Para Craig Williams, responsável pela equipa de segurança da Talos, o vírus VPNFilter é um autêntico “canivete suíço do malware”. Além do roubo de dados simples este teria a capacidade de intercetar comunicações em sistemas de controlo industriais e públicos — afetando o sector energético ou instalações de tratamento de água, por exemplo —, assim como inutilizar os dispositivos eletrónicos infetados por completo. Tudo à distância e sem a mesma visibilidade do terrorismo convencional, mas com consequências que podem ser igualmente devastadoras e afetar até vidas humanas.


A ameaça é séria e os Estados Unidos já reconhecem os ciberataques como ameaça maior à segurança nacional, ultrapassando o terrorismo internacional e transportando-os para o topo das prioridades. Os ataques e a espionagem informática transformaram-se na principal preocupação das agências de informações e de segurança norte-americanas, que têm também como missão antecipar os próximos passos dos piratas informáticos. A associação internacional de profissionais de cibersegurança (ISC) estima que até 2022 serão necessários 1,8 milhões de novos quadros do sector, numa altura em que o crescimento da preocupação com este tipo de ataques se tem acentuado (como se percebe também no “Global Risks Report 2018”, realizado pelo Fórum Económico Mundial).
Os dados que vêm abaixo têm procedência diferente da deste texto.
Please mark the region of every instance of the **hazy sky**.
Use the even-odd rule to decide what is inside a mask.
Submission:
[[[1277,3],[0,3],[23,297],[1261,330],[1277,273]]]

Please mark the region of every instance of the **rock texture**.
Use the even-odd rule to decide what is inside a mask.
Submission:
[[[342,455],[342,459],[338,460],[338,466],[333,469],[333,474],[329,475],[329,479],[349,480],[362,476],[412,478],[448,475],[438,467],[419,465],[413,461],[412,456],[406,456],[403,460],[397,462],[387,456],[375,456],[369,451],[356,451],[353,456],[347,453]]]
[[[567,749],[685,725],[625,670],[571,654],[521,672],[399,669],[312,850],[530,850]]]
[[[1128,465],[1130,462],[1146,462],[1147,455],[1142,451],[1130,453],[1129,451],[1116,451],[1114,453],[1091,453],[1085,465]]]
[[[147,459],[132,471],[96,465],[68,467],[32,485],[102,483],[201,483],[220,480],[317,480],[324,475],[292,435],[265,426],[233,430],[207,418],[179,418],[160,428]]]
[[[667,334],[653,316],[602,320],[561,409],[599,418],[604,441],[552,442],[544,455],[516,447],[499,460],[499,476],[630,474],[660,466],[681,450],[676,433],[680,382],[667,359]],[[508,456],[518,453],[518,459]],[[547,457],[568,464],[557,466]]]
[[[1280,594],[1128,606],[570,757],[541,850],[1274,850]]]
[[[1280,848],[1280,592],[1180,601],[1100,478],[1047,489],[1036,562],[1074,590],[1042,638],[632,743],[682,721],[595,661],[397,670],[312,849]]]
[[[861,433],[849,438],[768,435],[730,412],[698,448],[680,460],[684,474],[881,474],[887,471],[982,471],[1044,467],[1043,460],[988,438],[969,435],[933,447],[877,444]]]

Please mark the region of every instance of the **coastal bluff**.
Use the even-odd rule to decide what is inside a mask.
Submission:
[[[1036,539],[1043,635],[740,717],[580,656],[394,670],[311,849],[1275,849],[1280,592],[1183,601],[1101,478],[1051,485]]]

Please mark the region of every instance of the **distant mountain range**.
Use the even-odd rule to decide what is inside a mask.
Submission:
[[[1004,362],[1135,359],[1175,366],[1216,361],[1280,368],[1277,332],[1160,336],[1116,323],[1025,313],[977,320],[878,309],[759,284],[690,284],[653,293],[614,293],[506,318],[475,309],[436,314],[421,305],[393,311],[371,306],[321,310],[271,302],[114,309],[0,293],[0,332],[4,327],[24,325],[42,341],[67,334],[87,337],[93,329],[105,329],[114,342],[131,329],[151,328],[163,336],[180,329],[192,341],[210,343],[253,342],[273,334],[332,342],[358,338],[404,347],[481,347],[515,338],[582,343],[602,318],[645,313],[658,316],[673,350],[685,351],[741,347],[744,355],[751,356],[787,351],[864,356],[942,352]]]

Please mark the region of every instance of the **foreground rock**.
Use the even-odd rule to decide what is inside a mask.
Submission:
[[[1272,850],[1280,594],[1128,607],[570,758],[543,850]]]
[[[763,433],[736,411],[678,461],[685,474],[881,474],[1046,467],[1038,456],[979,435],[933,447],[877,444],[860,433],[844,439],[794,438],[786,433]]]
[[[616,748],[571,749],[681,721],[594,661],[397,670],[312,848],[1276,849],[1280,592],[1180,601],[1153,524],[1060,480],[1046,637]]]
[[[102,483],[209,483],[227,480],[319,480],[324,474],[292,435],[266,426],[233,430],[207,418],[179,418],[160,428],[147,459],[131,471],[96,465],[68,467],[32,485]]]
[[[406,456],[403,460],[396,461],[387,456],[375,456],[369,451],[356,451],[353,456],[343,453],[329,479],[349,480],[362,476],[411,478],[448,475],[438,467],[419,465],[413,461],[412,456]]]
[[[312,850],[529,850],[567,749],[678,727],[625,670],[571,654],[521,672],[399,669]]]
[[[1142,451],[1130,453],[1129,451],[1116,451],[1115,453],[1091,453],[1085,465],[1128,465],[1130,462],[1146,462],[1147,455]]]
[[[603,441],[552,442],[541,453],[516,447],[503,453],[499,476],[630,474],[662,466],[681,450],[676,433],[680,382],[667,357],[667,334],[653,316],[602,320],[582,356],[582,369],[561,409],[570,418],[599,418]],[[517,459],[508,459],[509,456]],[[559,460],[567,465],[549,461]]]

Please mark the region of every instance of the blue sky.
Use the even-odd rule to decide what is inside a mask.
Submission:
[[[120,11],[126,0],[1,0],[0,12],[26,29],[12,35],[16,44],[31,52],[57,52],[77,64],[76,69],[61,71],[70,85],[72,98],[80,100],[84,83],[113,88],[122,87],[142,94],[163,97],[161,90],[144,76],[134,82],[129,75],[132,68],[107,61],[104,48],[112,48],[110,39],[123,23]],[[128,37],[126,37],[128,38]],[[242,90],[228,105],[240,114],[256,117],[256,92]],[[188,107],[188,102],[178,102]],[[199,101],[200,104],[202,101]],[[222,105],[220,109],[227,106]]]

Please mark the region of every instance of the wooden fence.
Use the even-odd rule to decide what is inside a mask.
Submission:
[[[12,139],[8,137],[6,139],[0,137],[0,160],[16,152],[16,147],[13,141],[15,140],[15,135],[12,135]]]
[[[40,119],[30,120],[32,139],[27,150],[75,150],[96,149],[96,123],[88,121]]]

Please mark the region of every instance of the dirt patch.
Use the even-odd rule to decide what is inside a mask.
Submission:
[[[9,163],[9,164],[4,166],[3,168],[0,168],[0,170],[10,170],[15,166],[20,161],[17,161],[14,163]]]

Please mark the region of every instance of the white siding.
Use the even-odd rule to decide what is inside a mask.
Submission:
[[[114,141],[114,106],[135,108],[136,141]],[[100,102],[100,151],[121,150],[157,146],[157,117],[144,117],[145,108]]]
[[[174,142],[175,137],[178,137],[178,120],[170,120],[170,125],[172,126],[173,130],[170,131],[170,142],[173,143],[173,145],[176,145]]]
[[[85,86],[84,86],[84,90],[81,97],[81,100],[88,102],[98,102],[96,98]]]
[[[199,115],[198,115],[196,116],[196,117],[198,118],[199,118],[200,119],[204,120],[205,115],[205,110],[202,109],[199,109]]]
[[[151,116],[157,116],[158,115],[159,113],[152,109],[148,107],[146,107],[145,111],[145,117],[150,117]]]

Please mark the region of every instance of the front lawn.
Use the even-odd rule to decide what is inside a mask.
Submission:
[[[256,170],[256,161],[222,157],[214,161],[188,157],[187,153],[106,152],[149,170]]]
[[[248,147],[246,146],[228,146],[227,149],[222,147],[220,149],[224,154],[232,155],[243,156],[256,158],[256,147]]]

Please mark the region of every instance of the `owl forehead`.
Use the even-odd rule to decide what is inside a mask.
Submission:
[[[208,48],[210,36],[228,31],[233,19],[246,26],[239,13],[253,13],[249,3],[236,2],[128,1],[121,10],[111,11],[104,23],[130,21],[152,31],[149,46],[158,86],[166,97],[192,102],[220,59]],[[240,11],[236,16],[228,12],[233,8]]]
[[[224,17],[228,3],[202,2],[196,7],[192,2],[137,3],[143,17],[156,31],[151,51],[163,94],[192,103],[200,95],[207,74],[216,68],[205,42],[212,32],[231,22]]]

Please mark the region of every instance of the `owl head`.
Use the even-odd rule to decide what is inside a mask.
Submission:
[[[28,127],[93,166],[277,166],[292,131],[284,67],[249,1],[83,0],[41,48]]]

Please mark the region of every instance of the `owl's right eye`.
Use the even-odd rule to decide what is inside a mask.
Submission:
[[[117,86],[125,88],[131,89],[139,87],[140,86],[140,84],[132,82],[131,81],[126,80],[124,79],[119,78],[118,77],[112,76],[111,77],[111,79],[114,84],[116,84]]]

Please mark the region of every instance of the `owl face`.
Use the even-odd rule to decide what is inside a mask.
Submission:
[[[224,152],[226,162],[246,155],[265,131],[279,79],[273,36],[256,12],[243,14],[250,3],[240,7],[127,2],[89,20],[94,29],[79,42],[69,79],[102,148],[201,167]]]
Em Portugal, e de acordo com um estudo da Marsh efetuado entre dezembro do ano passado e o início deste ano, 57% das empresas que participaram no inquérito sobre riscos consideraram que a possibilidade de serem vítimas de um ciberataque era a maior preocupação para 2018, com 19% a referirem também riscos tecnológicos (como o roubo ou fraude de dados digitais).


As organizações transnacionais, como a NATO, também estão atentas às mudanças no tabuleiro da segurança e é no Centro Multinacional e Interdisciplinar de Conhecimento na Área da Ciberdefesa (CCDCOE), em Tallinn, na Estónia, que estes temas são tratados de forma mais séria. O centro especializado, do qual Portugal passou a fazer parte em abril deste ano e que conta com duas dezenas de países, “oferece uma visão de 360 graus da defesa cibernética, com experiência nas áreas de tecnologia, estratégia, operações e direito” e ganhará um relevo ainda maior nos próximos anos. Segundo Merle Maigre, que dirige o centro, “esta é uma oportunidade única para todos os aliados da NATO praticarem juntos novas abordagens interdisciplinares na defesa cibernética” num mundo em mudança. Juntos, os especialistas na área da ciberdefesa poderão delinear melhores estratégias para enfrentar as ameaças, embora haja algo com que todos podem estar descansados. É impossível desligar a internet de todo o mundo em simultâneo. Talvez essa seja mesmo a única garantia.